Every warning sign was public before I lost that money. The retroactive rule change on December 17. The Trustpilot collapse. The PropFirmMatch delisting. The insolvency claims two days before the announcement. I saw them, and I told myself my accounts were fine because I was following the rules — which is exactly the wrong instinct, because the rules are the one thing they can change. The real lesson is simpler and more brutal: money inside a prop firm is not your money. It’s an IOU from a company that can rewrite its rulebook backwards, reclassify your account, lock you out, set its own cutoff date, and close its doors to applause. Withdraw early. Withdraw often. Never let a balance accumulate inside a firm showing distress, and never concentrate your funded capital in one place. Price your options honestly with our futures prop firm true cost breakdown, the true cost hub, and the comparison tool. That lesson cost me about $38,000. You can have it for free.

Frequently asked questions

What happened to FundingTicks?

FundingTicks, a futures prop firm, announced a full wind-down on January 18, 2026, after retroactive rule changes in December 2025 destroyed trader trust. Its Trustpilot rating fell from 4.1 to 3.2, PropFirmMatch delisted it, challenge sales collapsed, and the firm closed — framing it as a strategic decision to focus on its CFD sister firm, FundingPips.

Did FundingTicks pay traders when it shut down?

Partially, on a tiered basis. Evaluations and Master accounts were refunded in full, but funded traders took steep cuts: 20% splits for Master accounts that missed trading objectives, and refunds only for live accounts in loss. Live accounts in profit were paid on “realised” profit — a problem for traders whose accounts were locked. In my case, a $25,000 payout was paid normally, but more than $40,000 of subsequent earned profit across five funded 50K accounts returned roughly $2,200.

What were the FundingTicks retroactive rule changes?

On December 17, 2025, FundingTicks announced that profits from trades held under one minute would be deducted — applied retroactively to trades already taken — along with higher profit targets and reduced profit splits. Traders had no chance to adapt, because the trades were already closed.

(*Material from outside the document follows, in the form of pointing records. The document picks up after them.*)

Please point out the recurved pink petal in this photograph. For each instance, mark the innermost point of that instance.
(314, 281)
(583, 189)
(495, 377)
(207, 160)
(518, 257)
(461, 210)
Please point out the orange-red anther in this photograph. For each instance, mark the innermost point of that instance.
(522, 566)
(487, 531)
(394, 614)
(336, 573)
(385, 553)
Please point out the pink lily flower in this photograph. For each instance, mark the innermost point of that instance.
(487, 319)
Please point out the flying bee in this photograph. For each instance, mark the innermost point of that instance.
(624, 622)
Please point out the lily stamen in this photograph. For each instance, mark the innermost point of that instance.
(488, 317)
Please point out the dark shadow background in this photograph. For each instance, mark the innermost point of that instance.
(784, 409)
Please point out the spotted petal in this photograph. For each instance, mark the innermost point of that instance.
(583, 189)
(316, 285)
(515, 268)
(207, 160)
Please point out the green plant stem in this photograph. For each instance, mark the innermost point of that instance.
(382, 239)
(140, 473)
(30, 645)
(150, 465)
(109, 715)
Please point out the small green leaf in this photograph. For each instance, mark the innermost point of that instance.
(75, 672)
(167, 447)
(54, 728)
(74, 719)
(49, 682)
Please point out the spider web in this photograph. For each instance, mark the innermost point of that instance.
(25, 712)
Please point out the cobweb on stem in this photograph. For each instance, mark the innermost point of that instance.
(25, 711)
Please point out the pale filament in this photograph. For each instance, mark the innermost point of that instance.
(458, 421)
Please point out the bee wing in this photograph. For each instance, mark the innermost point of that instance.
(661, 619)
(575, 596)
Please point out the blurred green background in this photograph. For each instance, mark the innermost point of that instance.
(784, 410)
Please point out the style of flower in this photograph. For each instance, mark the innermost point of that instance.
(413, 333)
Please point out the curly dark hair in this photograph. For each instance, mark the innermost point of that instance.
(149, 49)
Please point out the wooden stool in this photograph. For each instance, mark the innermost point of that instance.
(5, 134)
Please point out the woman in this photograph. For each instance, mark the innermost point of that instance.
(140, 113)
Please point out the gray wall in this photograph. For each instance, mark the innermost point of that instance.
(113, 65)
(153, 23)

Why were FundingTicks accounts locked before the shutdown?

Some traders, including me, received emails stating their accounts were being moved to live status, after which the accounts locked — no trading, no closing positions, no withdrawal of earned equity. Because the wind-down terms paid live accounts a share of “realised” profit, being locked out meant that profit could never be realised. FundingTicks has not publicly explained this sequence.

Is FundingPips affected by the FundingTicks shutdown?

FundingPips, the CFD sister firm under the same management, continues to operate, and the wind-down was framed as concentrating resources on it. There’s no evidence FundingPips is closing. But shared leadership means shared judgment about how traders are treated in a crisis, which is a counterparty risk worth weighing.

Sources: Finance Magnates, BrokersView, The Prop Journalist, Vetted Prop Firms, and Prop Trading Vibes reporting on the FundingTicks rule changes and wind-down; FundingTicks’ own published closure terms; OFP on the FundingPips relationship. Personal timeline and payout figures are first-hand experience as a funded FundingTicks trader.